Еще хуже, что, не имея предшествующего опыта сочинения в таких сжатых пространственных рамках, я не представляю себе, в какой мере могу позволить себе красноречие.

Сначала в моих набросках полно намеков на литературную образованность и личных данных, указывающих, что автор — весьма талантливый молодой человек, изучавший Китса не где-нибудь, а явно в Оксфорде или Кембридже. Но после подсчета количества слов обнаруживается, что я втрое превысил объем, еще не добравшись до существа статьи.

Делаю ряд сокращений, но и их оказывается недостаточно.

Тогда я безжалостно вырезаю все шутки, аллюзии и привлекательные антитезы, за исключением абсолютно необходимых. Все равно текст вдвое длиннее, чем нужно. И никакой интересной позиции.

Тогда я передвигаю в начало тот абзац, которым намеревался завершить статью, в надежде, что это поможет. Не помогает. Отсутствует главная мысль, а объем все равно слишком велик. Однако второе предложение мне нравится.

Оставляю второе предложение и выкидываю первое. Теперь заданный объем превышен всего на 180 слов, а не на 200. Правда, у меня пока еще нет места для самой темы.

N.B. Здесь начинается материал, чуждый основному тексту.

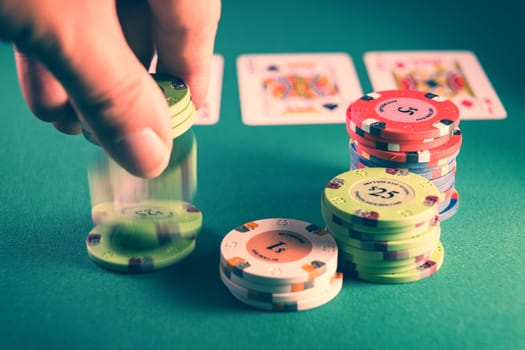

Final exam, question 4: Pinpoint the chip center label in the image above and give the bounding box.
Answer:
[120,206,176,220]
[246,230,312,263]
[348,179,415,207]
[376,98,437,123]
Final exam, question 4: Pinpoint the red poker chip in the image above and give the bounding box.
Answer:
[352,129,462,166]
[346,90,459,141]
[347,126,450,152]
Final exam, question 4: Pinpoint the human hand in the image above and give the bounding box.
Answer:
[0,0,220,177]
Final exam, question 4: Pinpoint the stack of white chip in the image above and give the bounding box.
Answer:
[220,219,343,311]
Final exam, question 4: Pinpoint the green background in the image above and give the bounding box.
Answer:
[0,0,525,349]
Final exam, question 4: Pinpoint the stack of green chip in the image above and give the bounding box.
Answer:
[86,201,202,272]
[83,74,202,272]
[321,168,444,283]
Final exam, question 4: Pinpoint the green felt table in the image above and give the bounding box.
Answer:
[0,0,525,349]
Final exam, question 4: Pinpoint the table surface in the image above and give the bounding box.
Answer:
[0,0,525,349]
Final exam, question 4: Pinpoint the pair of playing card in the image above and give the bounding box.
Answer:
[196,51,507,125]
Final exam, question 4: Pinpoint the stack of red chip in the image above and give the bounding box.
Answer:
[346,90,462,221]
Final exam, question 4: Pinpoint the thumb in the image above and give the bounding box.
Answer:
[21,1,172,177]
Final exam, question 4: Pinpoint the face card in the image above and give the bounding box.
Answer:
[237,53,363,125]
[195,54,224,125]
[365,51,507,119]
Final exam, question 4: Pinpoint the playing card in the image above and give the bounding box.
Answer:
[237,53,363,125]
[365,51,507,119]
[195,54,224,125]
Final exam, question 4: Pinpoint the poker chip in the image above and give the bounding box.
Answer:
[82,73,197,145]
[221,268,343,312]
[219,218,342,311]
[348,121,448,152]
[323,168,440,228]
[86,201,202,272]
[346,90,462,221]
[151,73,191,118]
[86,224,195,273]
[439,189,459,221]
[329,222,441,252]
[346,90,459,141]
[346,243,445,283]
[321,90,462,283]
[92,200,202,237]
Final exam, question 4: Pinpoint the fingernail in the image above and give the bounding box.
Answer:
[115,128,170,178]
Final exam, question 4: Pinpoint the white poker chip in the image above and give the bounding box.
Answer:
[220,262,336,296]
[221,218,338,285]
[220,266,343,311]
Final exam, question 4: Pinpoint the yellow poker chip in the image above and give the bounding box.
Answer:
[328,223,441,252]
[86,224,195,272]
[321,198,439,240]
[339,250,432,271]
[323,168,440,228]
[337,230,439,262]
[220,218,337,285]
[92,200,202,247]
[347,243,445,283]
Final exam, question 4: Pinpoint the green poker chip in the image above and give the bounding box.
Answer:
[151,73,191,117]
[86,224,195,272]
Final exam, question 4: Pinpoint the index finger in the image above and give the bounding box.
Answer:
[149,0,221,108]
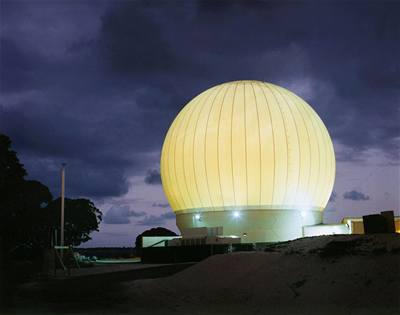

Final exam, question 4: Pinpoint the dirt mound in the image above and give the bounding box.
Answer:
[129,234,400,314]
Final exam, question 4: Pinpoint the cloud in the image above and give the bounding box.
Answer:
[137,212,176,226]
[151,202,169,208]
[144,169,161,185]
[103,206,146,224]
[0,1,400,205]
[329,191,337,202]
[343,190,370,201]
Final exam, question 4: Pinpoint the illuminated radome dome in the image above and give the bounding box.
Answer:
[161,81,335,242]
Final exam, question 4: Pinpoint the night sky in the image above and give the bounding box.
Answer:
[0,0,400,246]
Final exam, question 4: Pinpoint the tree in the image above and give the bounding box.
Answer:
[0,134,102,253]
[44,198,102,246]
[135,226,177,249]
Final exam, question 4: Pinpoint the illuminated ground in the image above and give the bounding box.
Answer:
[7,234,400,315]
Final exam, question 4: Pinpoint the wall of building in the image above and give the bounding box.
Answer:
[176,210,322,243]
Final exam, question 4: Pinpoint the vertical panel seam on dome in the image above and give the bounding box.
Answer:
[160,131,172,208]
[300,99,321,207]
[310,107,328,209]
[217,85,229,207]
[174,104,192,209]
[192,90,216,208]
[250,82,262,205]
[204,84,222,210]
[182,95,206,212]
[160,126,176,210]
[319,118,332,209]
[257,83,276,204]
[167,110,179,209]
[277,89,301,209]
[286,90,312,206]
[266,84,289,203]
[168,107,185,209]
[241,81,249,205]
[231,82,239,206]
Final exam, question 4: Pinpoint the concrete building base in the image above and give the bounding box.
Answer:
[176,209,322,243]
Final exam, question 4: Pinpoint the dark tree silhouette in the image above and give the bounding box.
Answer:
[45,198,102,246]
[0,134,102,253]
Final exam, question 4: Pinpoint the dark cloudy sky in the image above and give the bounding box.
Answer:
[0,0,400,246]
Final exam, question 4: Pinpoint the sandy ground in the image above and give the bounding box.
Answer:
[129,235,400,314]
[3,234,400,315]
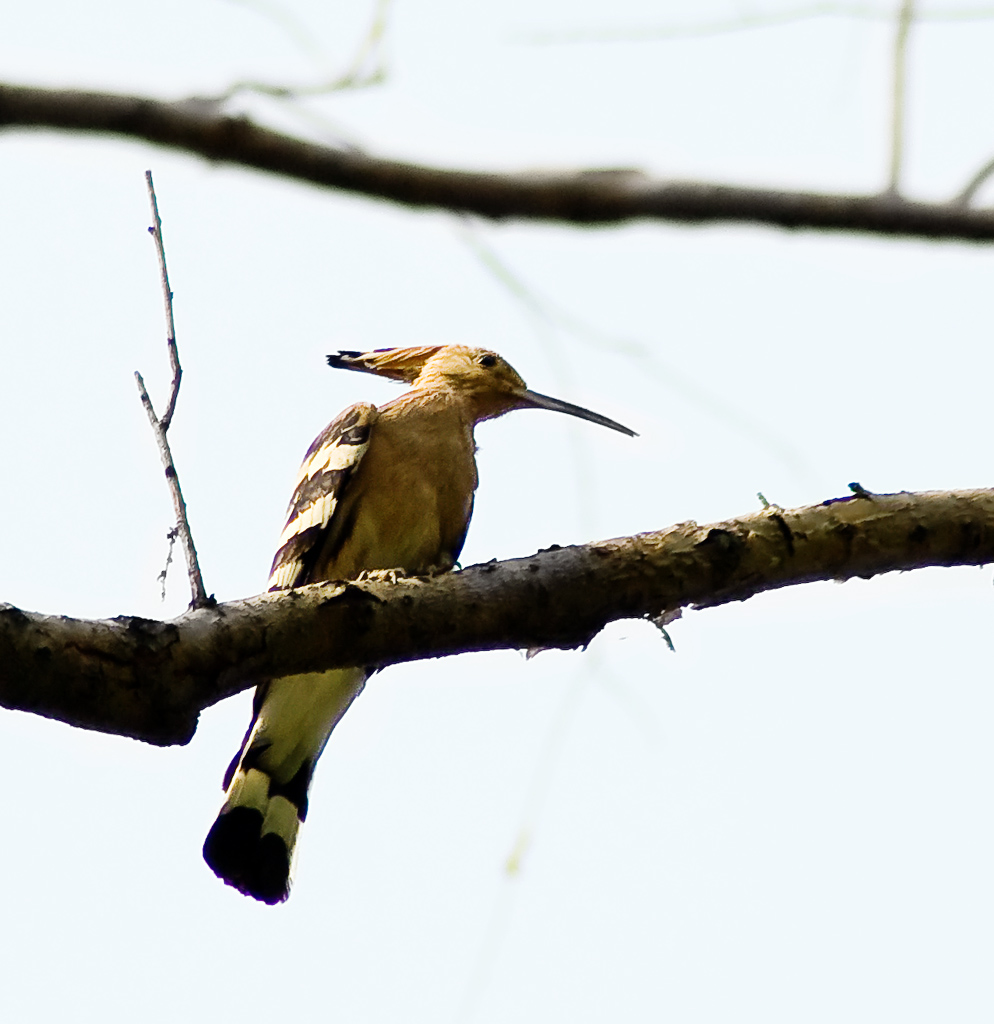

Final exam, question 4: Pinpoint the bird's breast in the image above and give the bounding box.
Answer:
[317,403,477,579]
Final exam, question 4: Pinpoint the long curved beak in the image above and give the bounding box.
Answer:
[516,391,639,437]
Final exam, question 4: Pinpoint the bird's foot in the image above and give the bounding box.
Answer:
[355,568,408,583]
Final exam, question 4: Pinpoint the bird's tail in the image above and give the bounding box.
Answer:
[204,669,368,904]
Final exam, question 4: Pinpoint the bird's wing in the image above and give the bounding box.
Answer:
[269,401,379,590]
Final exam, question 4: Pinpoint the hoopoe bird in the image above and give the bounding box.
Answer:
[204,345,635,904]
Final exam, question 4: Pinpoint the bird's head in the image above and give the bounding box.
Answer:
[328,345,636,437]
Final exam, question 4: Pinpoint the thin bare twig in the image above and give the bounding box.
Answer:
[145,171,183,433]
[888,0,914,196]
[206,0,392,106]
[952,153,994,208]
[513,3,994,46]
[134,171,215,608]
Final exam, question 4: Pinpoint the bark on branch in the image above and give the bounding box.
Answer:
[0,490,994,744]
[0,85,994,242]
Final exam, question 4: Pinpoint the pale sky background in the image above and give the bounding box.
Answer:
[0,0,994,1024]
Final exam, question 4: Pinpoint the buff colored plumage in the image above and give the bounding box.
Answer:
[204,345,634,903]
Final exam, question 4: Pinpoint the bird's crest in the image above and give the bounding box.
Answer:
[328,345,445,384]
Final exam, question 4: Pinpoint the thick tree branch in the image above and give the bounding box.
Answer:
[0,490,994,744]
[0,85,994,242]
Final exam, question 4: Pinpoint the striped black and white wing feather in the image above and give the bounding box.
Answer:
[269,401,379,590]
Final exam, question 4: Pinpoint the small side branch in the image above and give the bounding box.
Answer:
[888,0,914,196]
[134,171,214,608]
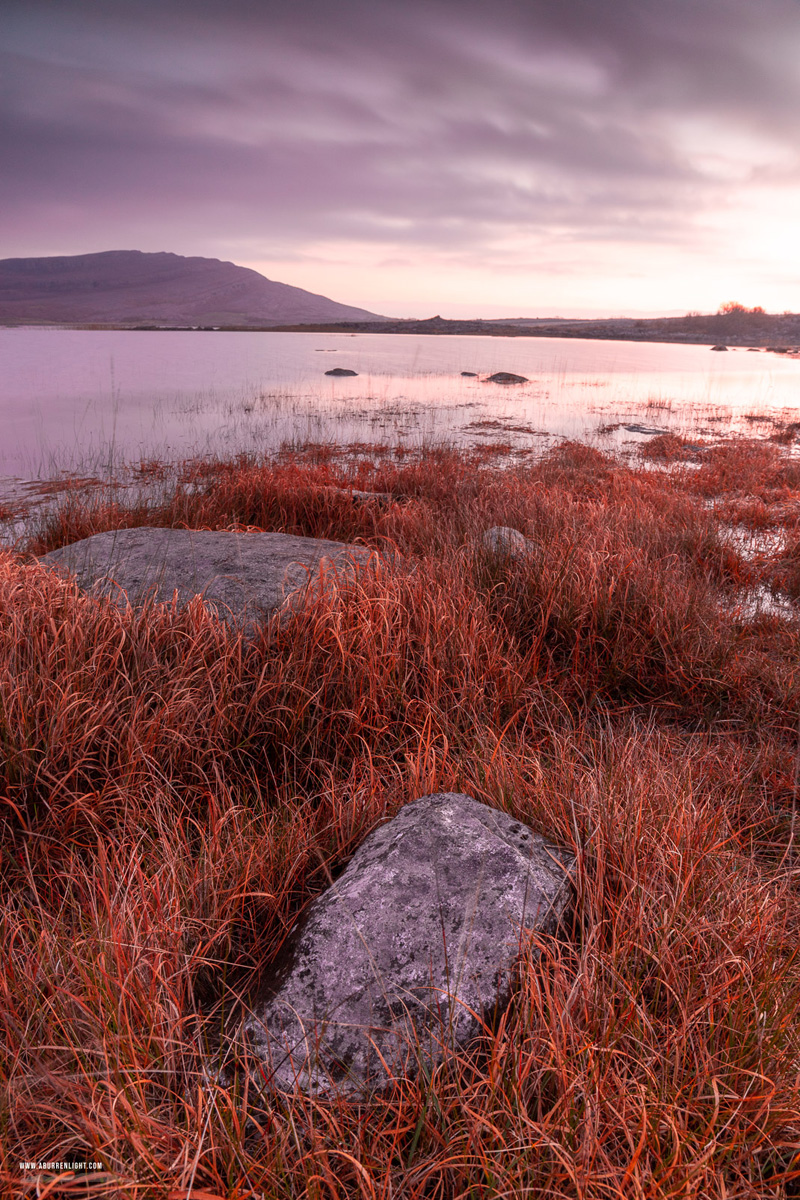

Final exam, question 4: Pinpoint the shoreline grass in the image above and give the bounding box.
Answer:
[0,439,800,1200]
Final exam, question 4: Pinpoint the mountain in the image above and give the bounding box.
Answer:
[0,250,381,326]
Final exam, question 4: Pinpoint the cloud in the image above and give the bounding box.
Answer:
[0,0,800,314]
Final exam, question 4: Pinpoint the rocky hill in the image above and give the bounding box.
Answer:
[0,250,385,328]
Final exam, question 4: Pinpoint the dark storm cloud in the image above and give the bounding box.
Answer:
[0,0,800,262]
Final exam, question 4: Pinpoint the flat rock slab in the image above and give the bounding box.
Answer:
[242,792,575,1098]
[40,527,372,622]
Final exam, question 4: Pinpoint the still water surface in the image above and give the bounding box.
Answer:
[0,329,800,479]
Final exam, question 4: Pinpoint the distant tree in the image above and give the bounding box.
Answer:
[718,300,764,314]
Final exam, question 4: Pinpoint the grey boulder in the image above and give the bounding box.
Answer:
[481,526,530,558]
[487,371,528,383]
[241,792,575,1098]
[40,526,371,623]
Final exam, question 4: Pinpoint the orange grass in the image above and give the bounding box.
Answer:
[0,444,800,1200]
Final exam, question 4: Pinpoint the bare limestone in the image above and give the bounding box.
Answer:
[41,527,372,623]
[481,526,529,558]
[242,792,575,1098]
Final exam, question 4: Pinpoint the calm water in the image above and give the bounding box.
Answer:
[0,329,800,479]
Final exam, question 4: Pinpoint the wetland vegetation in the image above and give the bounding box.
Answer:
[0,429,800,1200]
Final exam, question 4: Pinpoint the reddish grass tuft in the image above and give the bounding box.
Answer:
[0,443,800,1200]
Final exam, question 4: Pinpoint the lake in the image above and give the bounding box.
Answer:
[0,328,800,479]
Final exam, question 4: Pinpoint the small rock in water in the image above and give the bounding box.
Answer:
[486,371,528,383]
[242,792,575,1098]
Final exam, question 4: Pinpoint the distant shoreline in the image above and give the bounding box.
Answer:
[1,313,800,354]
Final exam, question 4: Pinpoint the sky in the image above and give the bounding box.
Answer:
[0,0,800,318]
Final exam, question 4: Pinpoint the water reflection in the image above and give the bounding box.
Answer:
[0,329,800,479]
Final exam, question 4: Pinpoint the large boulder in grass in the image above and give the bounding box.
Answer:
[40,526,371,624]
[243,792,575,1098]
[480,526,530,558]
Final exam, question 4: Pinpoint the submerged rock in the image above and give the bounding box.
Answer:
[40,526,371,622]
[486,371,528,383]
[242,792,575,1097]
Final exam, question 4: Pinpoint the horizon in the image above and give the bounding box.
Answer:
[0,0,800,320]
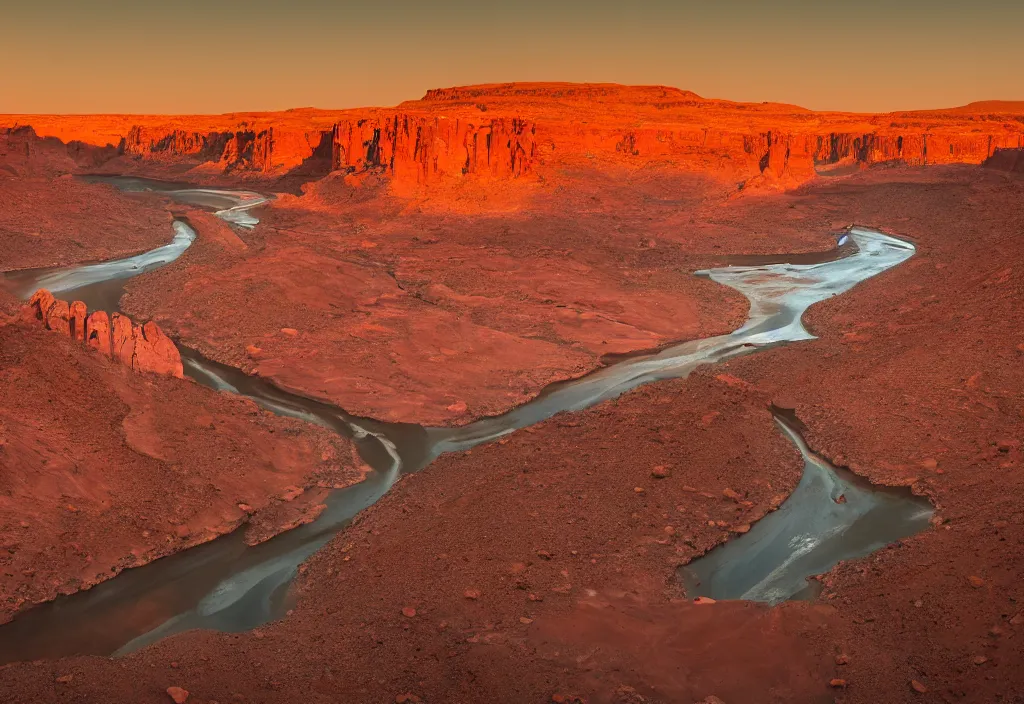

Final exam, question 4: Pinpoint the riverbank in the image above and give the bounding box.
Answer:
[0,168,1024,704]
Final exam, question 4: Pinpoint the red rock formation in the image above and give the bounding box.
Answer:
[111,313,135,366]
[85,310,112,357]
[332,114,537,182]
[0,83,1024,188]
[131,320,183,379]
[982,145,1024,174]
[69,301,89,342]
[23,289,184,379]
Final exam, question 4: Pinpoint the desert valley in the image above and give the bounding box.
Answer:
[0,83,1024,704]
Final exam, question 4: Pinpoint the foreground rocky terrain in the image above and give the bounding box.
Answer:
[0,86,1024,704]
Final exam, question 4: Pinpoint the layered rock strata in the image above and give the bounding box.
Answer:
[25,289,183,379]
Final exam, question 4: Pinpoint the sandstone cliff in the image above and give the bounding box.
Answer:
[0,83,1024,188]
[983,144,1024,174]
[24,289,183,379]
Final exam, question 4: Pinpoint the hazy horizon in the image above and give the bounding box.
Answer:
[0,0,1024,115]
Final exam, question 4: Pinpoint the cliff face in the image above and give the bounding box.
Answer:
[8,83,1024,188]
[983,144,1024,174]
[331,115,537,182]
[119,125,331,175]
[24,289,184,379]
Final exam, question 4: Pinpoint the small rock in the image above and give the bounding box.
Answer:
[167,687,188,704]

— Как дела? — спрашивает Луциан.

— Почти готово.

Что было бы недалеко от истины, работай мы с помощью текстовых процессоров. Увы, мы застряли в эпохе пишущих машинок. Всякий раз, когда нужно написать заново — практически всякий раз, когда хочешь написать новый абзац, потому что бумага маленького формата, а печатаешь в три интервала, — ты не можешь выделить и удалить или переместить текст, а вынужден заряжать новую порцию бумаги. Вставить бумагу не так-то просто, потому что это особая бумага для журналистов, толстая пачка секспликатов, или, как там называют, шесть листов бумаги, на которых печатают, чтобы разные отделы, о которых я не знаю и знать не хочу, получили каждый по своему экземпляру. А после того, как бумага выровнена и прокручена валиком, нужно напечатать сверху свою фамилию и отдел, а также тему статьи и номер страницы. Так что, прежде чем начать писать, нужно потратить на все это минут пять.

— Ты уверен, что создан для занятия такого рода деятельностью? — говорит вкрадчивый голос.

Я моргаю, чтобы лучше видеть. Я увлекся настолько, что потерял всякое представление о пространстве и времени.

— Не знаю, — ворчу я, внезапно обнаруживая, что в редакции пусто. За окном темно.

— Покажи, что ты написал, — говорит Луциан.

Я колеблюсь. Потом протягиваю ему самый приличный из вариантов.

— Тема не раскрыта, — говорит он.

— Нет.

— Поезжай-ка ты лучше домой.

Возвращаясь обратно на метро, я уже не выделяюсь среди потрепанных, угрюмых и изможденных лиц других пассажиров. Никто не заглядывает мне в глаза, да оно и к лучшему. Наверно, я бы убил того, кто так сделал.